Researchers from Abnormal Security they noticed a new one phishing a campaign that primarily targets TikTok accounts belonging to influencers, brand consultants, production studios, and influencer managers.
Researchers who spotted the attacks noticed two peaks in this campaign, observing the distribution of emails, on October 2 and November 1, so the new round will probably start in a few weeks.
In some cases seen by researchers, attackers sent emails posing as TikTok employees, threatening the recipient with deleting the account for allegedly violating the platform’s terms.
Another topic used in emails is the “Verified” badge offer, which gives credibility and authenticity to the account. TickTok badges give weight and content published by verified accounts and signal platform algorithms to increase the visibility rate of posts from these accounts. Using this bait for phishing is very effective because many people would be thrilled if they got the chance to get a verification badge.
In both cases, the attackers give potential victims the opportunity to verify their accounts by clicking on the link. However, they are instead redirected to a WhatsApp chat room where a scammer who pretends to be a TikTok employee is waiting for them.
The fraudster asks for their email address, phone number and one-time code needed to bypass multi-factor authentication and reset the account password.
It is unclear what the attacker’s goal is, but it can be either an attempt to take over the order or an attempt to blackmail the account holder and force him to pay a ransom in order to regain control of the order.

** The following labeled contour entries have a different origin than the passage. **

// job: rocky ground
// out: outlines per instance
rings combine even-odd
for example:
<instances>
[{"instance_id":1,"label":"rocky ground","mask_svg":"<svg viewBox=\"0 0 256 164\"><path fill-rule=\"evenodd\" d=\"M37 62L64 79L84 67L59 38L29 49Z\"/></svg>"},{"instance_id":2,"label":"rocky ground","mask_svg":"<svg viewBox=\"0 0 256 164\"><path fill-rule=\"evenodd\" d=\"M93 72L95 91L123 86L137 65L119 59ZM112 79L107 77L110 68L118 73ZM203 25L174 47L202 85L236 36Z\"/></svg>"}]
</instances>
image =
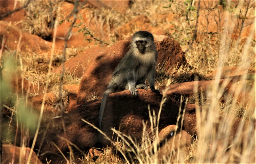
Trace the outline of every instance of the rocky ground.
<instances>
[{"instance_id":1,"label":"rocky ground","mask_svg":"<svg viewBox=\"0 0 256 164\"><path fill-rule=\"evenodd\" d=\"M0 0L2 163L253 162L255 4L231 1L80 0L76 14ZM103 93L139 30L160 93L110 95L99 145Z\"/></svg>"}]
</instances>

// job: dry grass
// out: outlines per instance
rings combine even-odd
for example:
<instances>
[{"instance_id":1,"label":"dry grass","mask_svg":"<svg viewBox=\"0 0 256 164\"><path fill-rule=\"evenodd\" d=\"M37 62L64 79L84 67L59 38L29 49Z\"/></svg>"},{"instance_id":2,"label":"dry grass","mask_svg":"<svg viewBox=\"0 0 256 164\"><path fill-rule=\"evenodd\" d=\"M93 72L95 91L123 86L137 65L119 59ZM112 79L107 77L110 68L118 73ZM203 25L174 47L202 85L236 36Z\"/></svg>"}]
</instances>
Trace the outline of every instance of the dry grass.
<instances>
[{"instance_id":1,"label":"dry grass","mask_svg":"<svg viewBox=\"0 0 256 164\"><path fill-rule=\"evenodd\" d=\"M183 2L178 1L175 2L178 4L178 5L172 5L170 8L166 9L162 7L169 4L167 1L135 1L131 8L128 10L124 14L104 9L96 9L90 10L88 18L89 20L90 19L91 21L98 23L99 26L107 26L111 43L117 40L116 28L128 22L139 15L147 15L151 20L150 24L153 27L161 27L172 24L175 27L173 29L174 32L172 35L185 51L189 47L188 42L189 40L187 39L191 40L193 30L188 27L182 10L177 10L176 6L182 7ZM48 39L49 37L51 37L53 30L51 28L52 27L51 22L52 19L55 20L54 18L56 17L58 13L56 11L56 7L58 6L57 3L54 1L52 3L52 16L50 15L49 12L45 12L49 11L51 9L48 1L35 1L30 4L26 9L29 16L23 24L24 30L45 39ZM44 10L42 10L43 9ZM88 8L86 9L90 10ZM252 10L249 11L249 16L254 14ZM173 20L172 22L166 20L159 20L158 18L159 15L171 12L176 12L180 19ZM192 18L192 16L190 18ZM195 20L193 21L192 22ZM133 32L128 34L128 35L131 35ZM194 43L185 54L189 64L193 66L192 68L183 66L179 68L174 66L169 70L166 70L164 64L158 66L156 86L161 88L177 83L208 80L205 77L205 75L219 67L233 66L255 68L255 42L253 38L250 38L253 34L247 37L247 42L240 43L238 47L236 46L237 43L231 42L232 37L230 35L227 35L226 33L221 34L221 35L217 36L216 37L214 35L207 34L205 35L205 38L200 42ZM209 43L208 39L209 37L211 39L214 39L215 41ZM66 59L75 56L86 48L88 47L67 49ZM13 53L12 51L6 51L4 52L4 57ZM52 55L53 53L52 51ZM58 88L60 75L50 73L49 71L51 70L48 69L49 64L51 62L52 63L50 66L55 68L60 65L60 54L55 54L49 59L46 54L19 52L17 56L18 58L15 59L16 60L14 60L17 66L15 69L21 71L25 77L34 83L40 86L44 86L47 83L49 90L55 93L56 98L59 98ZM221 73L218 73L218 74ZM79 83L81 79L71 78L72 75L70 74L65 74L64 84ZM237 94L235 94L232 98L224 100L222 95L224 89L219 87L219 83L217 82L214 87L208 90L206 95L201 95L200 97L196 96L198 95L198 93L196 93L195 96L189 98L188 100L184 100L187 99L185 97L178 98L178 100L183 102L187 101L187 103L195 103L201 105L202 108L201 114L200 114L199 109L196 110L198 132L197 136L192 138L191 145L188 146L189 150L187 154L183 154L181 152L178 155L179 150L175 150L174 152L170 152L169 156L167 156L167 157L170 158L163 160L158 160L158 158L161 157L158 154L157 148L159 144L157 125L159 120L158 120L157 116L151 114L152 112L149 111L150 119L149 121L152 125L151 132L149 133L147 131L144 127L141 142L139 144L130 137L116 130L115 133L118 136L120 140L113 143L114 146L104 148L102 151L102 157L95 160L87 154L82 157L80 156L77 158L80 160L80 163L83 164L169 163L173 162L248 163L253 161L254 155L252 153L255 152L255 138L253 131L254 125L252 123L255 119L255 105L249 104L252 103L251 102L245 104L237 103L236 100L239 95ZM236 91L239 93L241 90ZM65 90L62 90L62 104L64 105L63 109L64 111L65 108L68 105L67 98L68 93ZM22 101L23 100L20 98L15 95L5 98L6 100L4 100L4 103L7 104L8 107L11 109L14 109L13 111L24 114L22 110L24 108L24 106L21 103L24 101ZM96 99L98 97L97 94L92 93L91 95L88 96L88 101L90 101ZM161 105L164 103L164 98L162 100ZM218 121L218 119L220 117L219 112L241 118L243 120L238 126L237 133L234 137L234 142L231 145L228 144L228 138L231 135L231 123L235 118L224 118L222 121ZM158 114L156 113L156 115ZM24 116L24 115L22 116ZM180 119L183 118L183 116L179 116ZM13 117L12 114L11 119ZM18 120L20 119L20 121L27 119L25 117L17 118ZM249 122L247 132L243 133L242 130L244 130L243 126L246 120L251 122ZM34 121L32 120L29 125L33 123L34 125L36 124L36 122L35 123ZM26 129L27 127L25 126L25 122L20 122L22 128L21 131L23 137L21 144L25 147L29 137L29 131ZM216 125L217 123L219 124L218 127ZM144 124L145 125L145 123ZM38 129L39 127L37 130ZM215 130L215 129L217 130ZM241 140L242 136L245 138L243 140ZM241 146L241 145L243 146ZM148 151L148 148L150 146L152 148L151 151Z\"/></svg>"}]
</instances>

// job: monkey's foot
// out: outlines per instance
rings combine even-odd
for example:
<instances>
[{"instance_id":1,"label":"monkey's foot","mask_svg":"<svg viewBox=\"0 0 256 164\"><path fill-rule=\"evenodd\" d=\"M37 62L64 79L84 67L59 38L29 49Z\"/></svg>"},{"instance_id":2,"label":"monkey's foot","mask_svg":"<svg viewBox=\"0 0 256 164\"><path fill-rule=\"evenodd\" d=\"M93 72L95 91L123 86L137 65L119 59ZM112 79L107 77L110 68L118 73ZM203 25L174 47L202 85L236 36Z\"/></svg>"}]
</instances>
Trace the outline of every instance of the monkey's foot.
<instances>
[{"instance_id":1,"label":"monkey's foot","mask_svg":"<svg viewBox=\"0 0 256 164\"><path fill-rule=\"evenodd\" d=\"M143 84L140 84L136 86L136 88L143 88L144 90L148 89L148 86L146 85Z\"/></svg>"},{"instance_id":2,"label":"monkey's foot","mask_svg":"<svg viewBox=\"0 0 256 164\"><path fill-rule=\"evenodd\" d=\"M153 92L154 92L155 93L160 93L160 91L159 91L159 90L153 90Z\"/></svg>"},{"instance_id":3,"label":"monkey's foot","mask_svg":"<svg viewBox=\"0 0 256 164\"><path fill-rule=\"evenodd\" d=\"M135 87L129 89L129 90L132 93L132 94L134 96L137 96L137 89Z\"/></svg>"}]
</instances>

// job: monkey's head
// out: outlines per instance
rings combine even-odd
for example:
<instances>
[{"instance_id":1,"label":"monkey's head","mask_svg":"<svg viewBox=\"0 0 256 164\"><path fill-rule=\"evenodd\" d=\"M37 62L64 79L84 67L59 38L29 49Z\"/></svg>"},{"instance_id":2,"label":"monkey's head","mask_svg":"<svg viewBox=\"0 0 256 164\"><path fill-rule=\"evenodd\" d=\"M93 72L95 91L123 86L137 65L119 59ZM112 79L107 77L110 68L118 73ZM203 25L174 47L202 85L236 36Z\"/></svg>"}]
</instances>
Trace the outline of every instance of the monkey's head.
<instances>
[{"instance_id":1,"label":"monkey's head","mask_svg":"<svg viewBox=\"0 0 256 164\"><path fill-rule=\"evenodd\" d=\"M141 53L144 53L148 48L154 45L154 37L151 33L141 31L133 34L132 45L134 48L137 47Z\"/></svg>"}]
</instances>

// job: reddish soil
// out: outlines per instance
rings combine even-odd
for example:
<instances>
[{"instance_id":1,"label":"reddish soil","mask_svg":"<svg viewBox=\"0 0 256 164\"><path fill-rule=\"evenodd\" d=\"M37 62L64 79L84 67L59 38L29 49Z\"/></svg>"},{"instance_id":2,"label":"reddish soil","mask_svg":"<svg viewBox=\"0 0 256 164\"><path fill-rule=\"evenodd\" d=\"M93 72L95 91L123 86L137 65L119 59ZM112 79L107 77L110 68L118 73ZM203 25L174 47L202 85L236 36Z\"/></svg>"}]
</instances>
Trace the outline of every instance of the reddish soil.
<instances>
[{"instance_id":1,"label":"reddish soil","mask_svg":"<svg viewBox=\"0 0 256 164\"><path fill-rule=\"evenodd\" d=\"M21 37L20 48L22 51L30 51L38 54L50 52L52 43L44 40L37 36L22 31L16 27L9 26L8 23L0 21L0 37L6 39L5 45L12 50L17 50L19 38ZM2 39L0 39L1 45Z\"/></svg>"},{"instance_id":2,"label":"reddish soil","mask_svg":"<svg viewBox=\"0 0 256 164\"><path fill-rule=\"evenodd\" d=\"M41 110L43 97L44 94L29 97L28 98L28 105L32 107L33 109L39 111ZM56 101L56 98L53 93L46 93L44 112L52 113L56 112L56 109L55 108L55 104L54 103Z\"/></svg>"},{"instance_id":3,"label":"reddish soil","mask_svg":"<svg viewBox=\"0 0 256 164\"><path fill-rule=\"evenodd\" d=\"M67 112L71 111L73 109L72 107L77 105L77 97L79 87L79 85L66 85L63 86L63 88L64 90L69 92L68 97L69 102L69 108L67 110Z\"/></svg>"},{"instance_id":4,"label":"reddish soil","mask_svg":"<svg viewBox=\"0 0 256 164\"><path fill-rule=\"evenodd\" d=\"M14 146L10 144L3 144L2 146L3 160L2 161L2 163L3 164L27 163L31 150L30 148L26 147L21 148L18 146ZM21 152L22 153L21 153L20 152ZM13 155L14 155L14 158L13 159ZM20 160L20 162L19 162ZM34 152L32 152L32 156L29 163L31 164L43 164L37 158L37 154Z\"/></svg>"},{"instance_id":5,"label":"reddish soil","mask_svg":"<svg viewBox=\"0 0 256 164\"><path fill-rule=\"evenodd\" d=\"M83 1L84 0L82 0L82 1ZM89 0L88 3L98 8L103 7L121 13L124 13L130 8L130 0Z\"/></svg>"},{"instance_id":6,"label":"reddish soil","mask_svg":"<svg viewBox=\"0 0 256 164\"><path fill-rule=\"evenodd\" d=\"M9 11L13 11L15 9L16 9L21 7L22 5L19 2L17 2L16 7L14 9L14 4L15 1L13 0L0 0L0 15L7 13ZM5 20L8 22L11 21L13 24L17 22L20 21L22 19L25 18L25 17L27 15L26 11L23 9L21 9L19 11L16 12L12 14L9 15L8 16L2 19L1 20ZM18 23L16 26L20 27L20 23Z\"/></svg>"},{"instance_id":7,"label":"reddish soil","mask_svg":"<svg viewBox=\"0 0 256 164\"><path fill-rule=\"evenodd\" d=\"M66 17L69 15L73 9L74 5L73 4L67 2L64 2L62 4L62 5L61 9L62 13L63 14L64 17ZM108 33L106 31L107 28L105 24L104 24L101 28L101 27L100 26L96 25L96 23L94 20L88 20L87 15L89 14L89 11L86 9L81 10L79 12L79 14L81 15L83 23L86 25L86 26L85 26L84 25L81 25L80 27L81 28L88 27L95 38L98 37L104 41L108 40ZM71 17L69 19L72 20L73 19L73 17ZM61 19L60 20L61 20L62 19ZM79 24L81 22L82 23L81 21L80 18L79 17L76 23ZM65 21L61 24L58 26L57 29L57 37L55 40L55 45L57 49L62 50L64 48L65 43L64 38L67 34L71 23L68 21ZM86 36L85 37L84 37L83 33L81 32L78 33L78 30L80 29L80 28L76 27L74 27L72 29L72 35L67 43L67 48L76 47L80 46L83 47L91 46L95 44L95 41L93 41L89 43L87 41L85 40L87 39L91 39L92 38L89 35ZM53 30L53 36L54 31L54 29Z\"/></svg>"},{"instance_id":8,"label":"reddish soil","mask_svg":"<svg viewBox=\"0 0 256 164\"><path fill-rule=\"evenodd\" d=\"M69 59L64 64L65 71L74 74L73 77L83 76L86 71L90 66L92 61L98 56L103 54L107 49L107 47L98 47L88 49L76 56ZM61 73L63 66L61 65L53 71L53 72Z\"/></svg>"},{"instance_id":9,"label":"reddish soil","mask_svg":"<svg viewBox=\"0 0 256 164\"><path fill-rule=\"evenodd\" d=\"M92 62L80 82L78 104L85 103L87 96L92 93L100 97L102 96L112 73L129 49L131 37L117 42ZM178 67L187 63L184 53L178 42L163 35L155 35L155 39L158 52L158 64L166 63L167 70L177 66L177 63Z\"/></svg>"},{"instance_id":10,"label":"reddish soil","mask_svg":"<svg viewBox=\"0 0 256 164\"><path fill-rule=\"evenodd\" d=\"M133 97L129 90L115 93L110 95L108 104L105 109L102 124L102 129L109 137L111 138L113 132L110 130L113 127L119 130L126 135L137 138L137 141L141 136L143 128L142 121L149 120L148 105L150 105L150 110L154 110L158 113L162 95L152 92L150 90L138 90L137 97ZM92 127L81 121L81 119L96 125L98 117L101 100L89 102L80 105L73 111L64 115L67 138L82 150L87 151L94 146L96 142L97 131ZM168 99L162 109L159 122L159 130L171 125L175 125L178 115L180 102ZM184 104L183 105L184 105ZM184 115L183 129L187 133L192 135L197 134L196 117L194 105L188 104ZM182 107L182 109L183 107ZM170 114L171 113L171 114ZM219 121L233 122L231 127L230 139L232 142L233 136L237 131L240 119L234 117L224 113L220 113ZM233 121L233 122L232 122ZM215 127L217 130L218 123L217 121ZM244 123L243 131L246 131L250 124L253 124L246 121ZM51 122L46 120L44 127L50 124L49 128L45 133L45 138L43 141L41 151L42 153L51 150L54 153L59 154L56 147L51 144L47 143L54 142L65 155L68 152L66 143L64 140L58 136L64 137L61 120L57 118L52 120ZM180 127L179 121L178 126ZM253 124L254 125L254 124ZM150 121L146 124L146 130L151 131ZM36 144L36 149L38 149L41 143L44 133L39 135ZM114 135L113 139L115 139ZM75 152L76 149L73 149ZM53 162L61 160L62 157L58 159L54 154L49 153L45 156L48 160ZM41 157L45 159L46 157Z\"/></svg>"}]
</instances>

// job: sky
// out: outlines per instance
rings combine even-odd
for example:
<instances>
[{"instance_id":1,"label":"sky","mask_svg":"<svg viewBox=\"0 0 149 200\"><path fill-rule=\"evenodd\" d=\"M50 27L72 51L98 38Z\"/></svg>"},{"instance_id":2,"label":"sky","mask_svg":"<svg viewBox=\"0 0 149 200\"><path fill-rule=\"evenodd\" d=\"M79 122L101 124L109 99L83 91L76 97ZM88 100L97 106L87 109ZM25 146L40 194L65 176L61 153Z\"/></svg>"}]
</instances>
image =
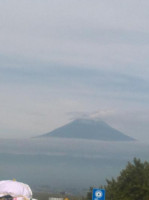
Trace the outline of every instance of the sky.
<instances>
[{"instance_id":1,"label":"sky","mask_svg":"<svg viewBox=\"0 0 149 200\"><path fill-rule=\"evenodd\" d=\"M149 1L1 0L0 138L99 118L149 141Z\"/></svg>"}]
</instances>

If you own or manage valuable social media accounts, be sure to back up your account content and data and keep it safe.
Also, protect your account with 2-step verification, preferably with a hardware security key.
If you can only use the less secure two-factor authentication option, which involves sending a code via SMS, it is recommended that you purchase a private number that you have not shared with anyone and use it only for that purpose.
Source: Informacija.rs by www.informacija.rs.
*The article has been translated based on the content of Informacija.rs by www.informacija.rs. If there is any problem regarding the content, copyright, please leave a report below the article. We will try to process as quickly as possible to protect the rights of the author. Thank you very much!
*We just want readers to access information more quickly and easily with other multilingual content, instead of information only available in a certain language.
*We always respect the copyright of the content of the author and always include the original link of the source article.If the author disagrees, just leave the report below the article, the article will be edited or deleted at the request of the author. Thanks very much! Best regards!